How long did it take? We are able to track time on the Total Fluency System very accurately. Here are my numbers:

  • Learning Hours: 21
  • Review Hours: 157
  • Testing Time: 10
  • Other Time (est): 30 (this is time used outside of the Total Fluency Application)
  • Total Hours: 218

How does that compare? Well here are the accepted standard times taken to progress through a language

  • A0 – A2 ‘O’ Level 600 hours
  • A2 – B2 ‘A’ Level 600 hours
  • B2 – C2 (degree) 2,000 hours assuming 2 hours of study per calendar day of a degree course

That gives a total of 3,200 hours. Which means that I saved very close to 3,000 hours of study by using the Total Fluency method. I’m happy with that.

University students study full-time, I cannot. I averaged about 35 minutes of study per day which has allowed me to keep earning money while learning Italian. By contrast a university student these days will leave with debts of between £10 – £30,000 and having lost 3 years earnings. So the total cost of not moving to accelerated learning has been between say £40-£70,000.

At present I seldom meet an Italian with whom I can speak, so I occasionally hire someone online to talk with. As far as I can tell, I speak, listen, write and read at at least degree level. My vocabulary is so large because I went a bit crazy towards the end trying to reach 99% coverage for reading.

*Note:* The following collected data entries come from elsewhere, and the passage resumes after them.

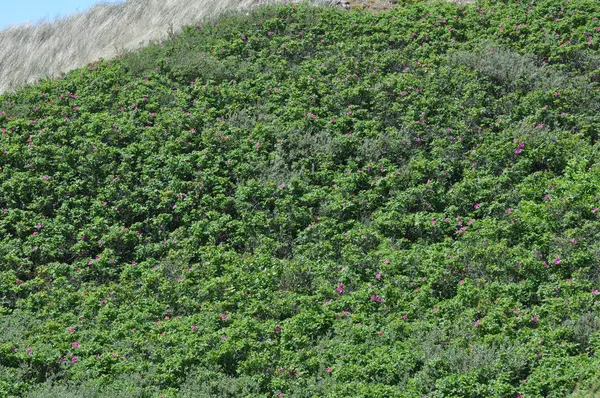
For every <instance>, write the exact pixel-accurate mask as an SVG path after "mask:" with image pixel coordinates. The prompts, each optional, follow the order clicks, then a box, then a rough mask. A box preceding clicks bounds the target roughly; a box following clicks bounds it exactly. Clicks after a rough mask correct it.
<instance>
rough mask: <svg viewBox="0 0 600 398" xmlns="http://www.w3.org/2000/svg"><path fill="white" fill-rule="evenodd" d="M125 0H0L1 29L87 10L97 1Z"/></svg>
mask: <svg viewBox="0 0 600 398" xmlns="http://www.w3.org/2000/svg"><path fill="white" fill-rule="evenodd" d="M122 1H123V0H102V1H101V0H0V29H4V28H6V27H8V26H10V25H21V24H24V23H27V22H31V23H36V22H38V21H39V20H40V19H42V18H46V19H48V20H53V19H55V18H56V17H62V16H67V15H70V14H73V13H74V12H76V11H85V10H87V9H88V8H90V7H92V6H93V5H94V4H97V3H117V2H122Z"/></svg>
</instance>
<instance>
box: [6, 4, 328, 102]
mask: <svg viewBox="0 0 600 398" xmlns="http://www.w3.org/2000/svg"><path fill="white" fill-rule="evenodd" d="M283 1H284V0H127V1H126V2H125V3H120V4H119V3H116V4H115V3H101V4H98V5H96V6H94V7H93V8H91V9H89V10H87V11H84V12H80V13H76V14H73V15H71V16H68V17H65V18H61V19H58V20H56V21H51V22H48V21H42V22H40V23H38V24H36V25H21V26H13V27H9V28H7V29H4V30H2V31H0V92H3V91H7V90H14V89H17V88H18V87H20V86H22V85H23V84H26V83H34V82H35V81H37V80H38V79H40V78H42V77H49V76H57V75H58V74H60V73H61V72H65V71H68V70H71V69H74V68H77V67H80V66H83V65H85V64H86V63H89V62H92V61H94V60H97V59H98V58H100V57H102V58H112V57H114V56H116V55H117V53H118V51H120V50H131V49H135V48H136V47H139V46H141V45H142V44H143V43H148V42H149V41H153V40H160V39H163V38H165V36H166V35H167V32H168V31H169V27H170V26H171V27H172V28H173V31H174V32H175V33H176V32H177V31H178V29H180V28H181V26H183V25H186V24H193V23H197V22H200V21H202V20H205V19H207V18H212V17H214V16H216V15H218V14H220V13H223V12H228V11H235V10H244V9H247V8H249V7H252V6H256V5H258V4H266V3H282V2H283ZM309 2H310V3H316V4H330V3H333V2H334V0H310V1H309Z"/></svg>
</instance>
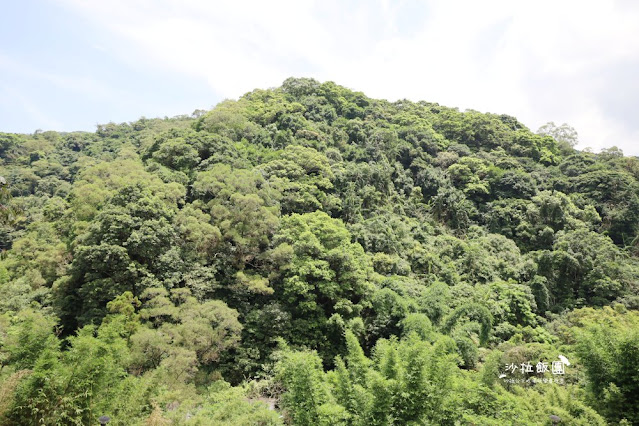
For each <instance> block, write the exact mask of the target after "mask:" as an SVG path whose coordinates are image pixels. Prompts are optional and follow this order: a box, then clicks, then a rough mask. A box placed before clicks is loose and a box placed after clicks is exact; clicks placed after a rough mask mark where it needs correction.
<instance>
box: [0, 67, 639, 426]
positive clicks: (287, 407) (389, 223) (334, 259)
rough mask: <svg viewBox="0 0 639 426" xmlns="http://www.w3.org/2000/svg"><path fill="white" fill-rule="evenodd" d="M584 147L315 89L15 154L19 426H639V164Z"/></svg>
mask: <svg viewBox="0 0 639 426" xmlns="http://www.w3.org/2000/svg"><path fill="white" fill-rule="evenodd" d="M576 137H577V135H576V132H574V129H571V128H570V127H569V126H567V125H562V126H555V125H554V124H552V123H549V125H546V126H544V127H542V128H541V129H540V130H539V131H538V133H533V132H531V131H530V130H529V129H528V128H526V127H525V126H524V125H523V124H522V123H520V122H518V121H517V119H516V118H514V117H510V116H508V115H496V114H484V113H480V112H478V111H466V112H460V111H459V110H457V109H454V108H449V107H445V106H441V105H438V104H434V103H428V102H411V101H408V100H399V101H396V102H388V101H384V100H376V99H371V98H368V97H366V96H365V95H364V94H363V93H361V92H354V91H352V90H349V89H347V88H345V87H342V86H339V85H337V84H335V83H333V82H324V83H320V82H318V81H315V80H313V79H308V78H302V79H296V78H290V79H287V80H286V81H285V82H284V83H283V85H282V86H281V87H279V88H274V89H267V90H261V89H257V90H254V91H252V92H250V93H247V94H246V95H244V96H242V97H241V98H239V99H238V100H227V101H224V102H222V103H220V104H219V105H217V106H216V107H215V108H213V109H212V110H210V111H196V112H194V113H193V114H191V115H188V116H179V117H174V118H165V119H146V118H141V119H139V120H138V121H135V122H131V123H122V124H116V123H108V124H104V125H99V126H98V128H97V131H96V132H95V133H81V132H76V133H57V132H40V131H38V132H36V133H34V134H33V135H12V134H5V133H0V158H1V162H0V176H2V178H0V249H1V253H0V254H1V256H0V423H2V424H5V423H6V424H38V423H40V424H41V423H43V422H44V423H49V424H96V419H97V417H99V415H102V414H108V415H109V416H111V417H112V419H113V420H112V423H110V424H155V425H157V424H168V422H173V424H183V423H185V422H186V423H189V424H190V423H193V424H282V423H287V424H304V425H306V424H326V425H339V424H344V425H369V424H373V425H389V424H443V425H445V424H451V425H453V424H490V425H492V424H509V423H510V424H523V425H528V424H530V425H532V424H540V423H541V424H544V422H545V423H546V424H550V423H549V422H550V419H549V417H548V416H549V415H550V414H551V413H553V414H556V415H558V416H560V417H561V418H562V423H564V422H565V423H566V424H575V425H580V424H589V425H590V424H604V420H603V418H602V417H601V415H603V416H604V417H605V418H606V420H607V421H610V422H613V423H614V422H623V421H624V418H625V421H627V422H630V423H633V422H634V423H636V422H639V419H638V418H637V413H636V409H635V407H636V406H637V405H638V404H637V401H636V396H635V395H636V394H637V393H639V390H638V389H636V377H635V376H636V374H634V372H635V371H636V363H637V362H638V360H637V357H636V352H637V348H636V346H637V345H636V343H637V342H636V341H637V336H636V332H635V331H636V328H637V323H636V321H635V319H634V318H635V317H636V312H635V310H636V309H639V284H638V283H639V261H638V259H637V255H638V254H639V235H638V231H639V160H637V159H636V158H631V157H625V156H623V153H622V152H621V151H620V150H618V149H616V148H610V149H607V150H603V151H602V152H601V153H600V154H593V153H590V152H579V151H576V150H574V144H575V142H576ZM609 306H614V311H613V309H612V308H610V307H609ZM588 307H596V308H597V310H593V309H591V308H588ZM580 308H581V309H580ZM611 312H614V314H613V313H611ZM600 315H601V316H602V318H605V319H606V322H605V323H603V324H599V325H593V324H592V322H593V321H592V319H593V318H598V316H600ZM560 352H561V353H563V354H564V355H565V356H568V357H569V358H570V359H571V360H576V361H575V362H574V363H573V364H572V365H571V366H570V370H569V372H568V373H567V374H566V376H565V378H566V383H565V384H564V385H556V386H555V385H549V386H546V384H531V383H524V384H520V385H513V384H509V383H507V382H505V381H504V380H502V379H503V377H502V378H499V375H500V374H502V373H503V367H504V365H503V364H504V363H505V362H518V363H523V362H527V361H531V362H532V361H534V362H539V361H542V360H544V361H550V360H551V359H556V357H557V356H558V355H559V353H560ZM267 404H268V405H270V406H271V408H273V410H271V409H268V406H267ZM594 409H596V410H598V411H597V412H595V411H594ZM98 413H99V414H98ZM598 413H599V414H598ZM187 419H190V420H187Z"/></svg>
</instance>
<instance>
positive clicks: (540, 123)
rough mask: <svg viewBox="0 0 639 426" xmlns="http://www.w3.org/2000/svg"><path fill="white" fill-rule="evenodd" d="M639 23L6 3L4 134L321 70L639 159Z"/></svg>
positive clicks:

I didn’t make it to 99%. I did make it to 98.5% and that is going to have to do. I can read well enough to enjoy reading Harry Potter in Italian, movie subtitles are far easier than that. I’m looking forward to getting to Italy once Covid is over, that should be tremendous fun.

Conclusion: There you are, another language learned with reasonable efficiency. I have gone from zero to degree level in one year and saved 3,000 hours of study compared to conventional learning. I conclude that the book that got me started on all this a long time ago was well worth the £5.99 it cost assuming we place any value on my time. Even at minimum wage I would have saved over £22,000 and at £65 per hour, £195,000. A good return on an investment of £5.99.